I tried to stifle a yawn as I moseyed over with the travel cup, that I brought from home, in-hand to the Keurig to make a cup of piping hot coffee. My short journey from my new desk to the tepid machine, who decided on its own who and at what time they would get their morning pick-me-up, became my mini-break among the busyness of event planning and building social media content online.
I ended up running into another co-worker by the Keurig in the kitchenette who was warming up a leftover snack in the microwave, which always strongly smelled like the thing the last person who used it put in to it. I greeted her with a familiar grin since she had sat right across from my desk when I was an intern on the other side of the office.
“Hey,” she said as she draped a damp paper towel over her breaded item so that it wouldn’t dry out. “So how’s everything with you?”
I had just dropped the French Roast K-cup into the machine, shut the cartridge contraption, and pushed the button with the largest depiction of an amount of coffee on it. “I’m just trying to get used to this new adult schedule.”
She chuckled at my comment while shoving her treat in the microwave. “Yeah, it sucks. Now you have to get up to go to work. No more just being a kid.”
I imagined my childhood as the creamer that I had dumped into my dark coffee and watched it quickly fade away into the darkness.
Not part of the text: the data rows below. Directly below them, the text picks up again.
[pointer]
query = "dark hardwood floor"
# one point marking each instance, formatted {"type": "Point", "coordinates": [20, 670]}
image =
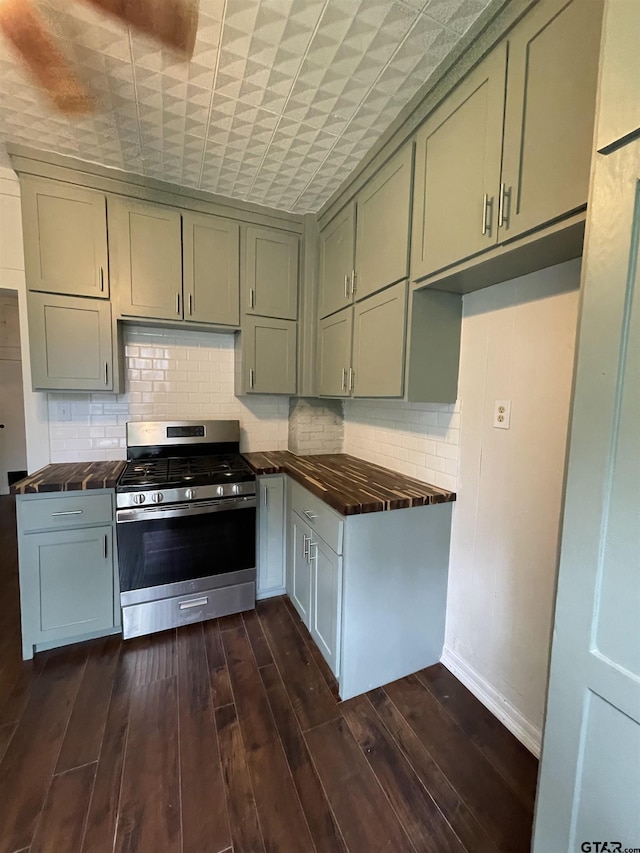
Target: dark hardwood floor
{"type": "Point", "coordinates": [228, 736]}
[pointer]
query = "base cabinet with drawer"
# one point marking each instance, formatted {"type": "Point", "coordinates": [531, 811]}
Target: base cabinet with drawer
{"type": "Point", "coordinates": [68, 571]}
{"type": "Point", "coordinates": [370, 588]}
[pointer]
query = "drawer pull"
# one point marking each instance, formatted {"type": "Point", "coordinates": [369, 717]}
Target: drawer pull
{"type": "Point", "coordinates": [194, 602]}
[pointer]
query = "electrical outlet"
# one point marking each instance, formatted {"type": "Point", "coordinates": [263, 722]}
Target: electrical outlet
{"type": "Point", "coordinates": [502, 414]}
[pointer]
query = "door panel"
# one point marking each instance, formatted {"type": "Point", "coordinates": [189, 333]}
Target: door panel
{"type": "Point", "coordinates": [589, 782]}
{"type": "Point", "coordinates": [334, 354]}
{"type": "Point", "coordinates": [382, 242]}
{"type": "Point", "coordinates": [211, 247]}
{"type": "Point", "coordinates": [271, 274]}
{"type": "Point", "coordinates": [458, 155]}
{"type": "Point", "coordinates": [379, 326]}
{"type": "Point", "coordinates": [326, 602]}
{"type": "Point", "coordinates": [65, 238]}
{"type": "Point", "coordinates": [300, 584]}
{"type": "Point", "coordinates": [337, 256]}
{"type": "Point", "coordinates": [270, 352]}
{"type": "Point", "coordinates": [70, 342]}
{"type": "Point", "coordinates": [551, 95]}
{"type": "Point", "coordinates": [146, 251]}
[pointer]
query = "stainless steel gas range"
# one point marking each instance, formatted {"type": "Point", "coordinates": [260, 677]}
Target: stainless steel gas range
{"type": "Point", "coordinates": [186, 525]}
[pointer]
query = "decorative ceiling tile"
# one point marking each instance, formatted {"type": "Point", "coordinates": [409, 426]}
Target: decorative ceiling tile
{"type": "Point", "coordinates": [281, 99]}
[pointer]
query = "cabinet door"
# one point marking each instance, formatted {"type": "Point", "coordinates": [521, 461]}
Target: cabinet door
{"type": "Point", "coordinates": [66, 583]}
{"type": "Point", "coordinates": [550, 110]}
{"type": "Point", "coordinates": [146, 258]}
{"type": "Point", "coordinates": [379, 331]}
{"type": "Point", "coordinates": [271, 569]}
{"type": "Point", "coordinates": [334, 354]}
{"type": "Point", "coordinates": [337, 250]}
{"type": "Point", "coordinates": [382, 235]}
{"type": "Point", "coordinates": [457, 175]}
{"type": "Point", "coordinates": [299, 580]}
{"type": "Point", "coordinates": [65, 238]}
{"type": "Point", "coordinates": [271, 273]}
{"type": "Point", "coordinates": [70, 342]}
{"type": "Point", "coordinates": [326, 602]}
{"type": "Point", "coordinates": [270, 348]}
{"type": "Point", "coordinates": [211, 247]}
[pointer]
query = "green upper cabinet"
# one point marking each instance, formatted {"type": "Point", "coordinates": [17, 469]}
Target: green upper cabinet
{"type": "Point", "coordinates": [550, 109]}
{"type": "Point", "coordinates": [334, 354]}
{"type": "Point", "coordinates": [65, 238]}
{"type": "Point", "coordinates": [211, 247]}
{"type": "Point", "coordinates": [145, 245]}
{"type": "Point", "coordinates": [378, 344]}
{"type": "Point", "coordinates": [382, 232]}
{"type": "Point", "coordinates": [457, 174]}
{"type": "Point", "coordinates": [269, 350]}
{"type": "Point", "coordinates": [337, 259]}
{"type": "Point", "coordinates": [70, 340]}
{"type": "Point", "coordinates": [271, 273]}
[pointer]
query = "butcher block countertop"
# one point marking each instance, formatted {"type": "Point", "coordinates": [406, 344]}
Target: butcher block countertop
{"type": "Point", "coordinates": [70, 477]}
{"type": "Point", "coordinates": [349, 485]}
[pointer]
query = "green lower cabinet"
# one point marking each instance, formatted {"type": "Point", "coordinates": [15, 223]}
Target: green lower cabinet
{"type": "Point", "coordinates": [68, 577]}
{"type": "Point", "coordinates": [271, 580]}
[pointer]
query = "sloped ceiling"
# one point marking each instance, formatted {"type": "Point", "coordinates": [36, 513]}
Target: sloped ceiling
{"type": "Point", "coordinates": [281, 101]}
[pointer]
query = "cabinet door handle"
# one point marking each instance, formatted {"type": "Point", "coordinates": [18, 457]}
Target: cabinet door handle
{"type": "Point", "coordinates": [194, 602]}
{"type": "Point", "coordinates": [505, 194]}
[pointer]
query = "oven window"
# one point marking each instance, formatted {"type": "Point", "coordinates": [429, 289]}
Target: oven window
{"type": "Point", "coordinates": [170, 550]}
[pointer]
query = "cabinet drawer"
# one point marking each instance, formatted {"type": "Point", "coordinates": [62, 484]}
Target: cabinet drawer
{"type": "Point", "coordinates": [61, 512]}
{"type": "Point", "coordinates": [320, 518]}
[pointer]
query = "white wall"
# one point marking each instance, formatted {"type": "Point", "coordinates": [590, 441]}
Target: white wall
{"type": "Point", "coordinates": [518, 341]}
{"type": "Point", "coordinates": [12, 278]}
{"type": "Point", "coordinates": [170, 374]}
{"type": "Point", "coordinates": [416, 439]}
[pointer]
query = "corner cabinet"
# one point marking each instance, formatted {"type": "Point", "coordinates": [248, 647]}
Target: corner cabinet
{"type": "Point", "coordinates": [65, 238]}
{"type": "Point", "coordinates": [68, 571]}
{"type": "Point", "coordinates": [71, 343]}
{"type": "Point", "coordinates": [347, 576]}
{"type": "Point", "coordinates": [271, 533]}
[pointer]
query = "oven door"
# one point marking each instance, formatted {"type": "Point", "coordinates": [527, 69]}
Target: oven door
{"type": "Point", "coordinates": [158, 546]}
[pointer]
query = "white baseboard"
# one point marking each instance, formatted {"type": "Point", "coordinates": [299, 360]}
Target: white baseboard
{"type": "Point", "coordinates": [518, 725]}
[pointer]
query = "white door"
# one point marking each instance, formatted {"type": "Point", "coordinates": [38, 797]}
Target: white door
{"type": "Point", "coordinates": [13, 452]}
{"type": "Point", "coordinates": [590, 773]}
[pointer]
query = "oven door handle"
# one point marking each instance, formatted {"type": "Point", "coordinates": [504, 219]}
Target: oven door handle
{"type": "Point", "coordinates": [184, 510]}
Somehow the conversation turned to the discussion of midday naps.
“I wish we could take naps like kids,” she said while staring at the well-lit merry-go-round of food behind the microwave door.
I poured two packets of sugar into my coffee and stirred. “It’s crazy because they don’t see the value in it when they are young, and when they grow up, all they can think about is how they should have taken advantage of nap time.”
I walked away from the Keurig thinking about how quickly life has sped by. Less than a year ago I had started interning on the other side of the office. My role in the office grew, and a little while after I had graduated from grad school I moved from a job there as a part-time employee, who could take off randomly and go to Oregon if I wished to, and into a full-time position with big responsibilities. I felt that I had definitely become an actual adult with my first new full-time “big-person” job.
I sat down at my desk, which was also home to my new name plaque, and began opening emails. I had a bit of shock at that moment. I was no longer just the intern, who would make sure she grabbed as much coffee from the Keurig as possible, before heading off to class for the day. I was an employee who could equitably enjoy a cup of deserved coffee without feeling like I had to hoard it. I was now the adult at the Keurig, getting used to grown-up life.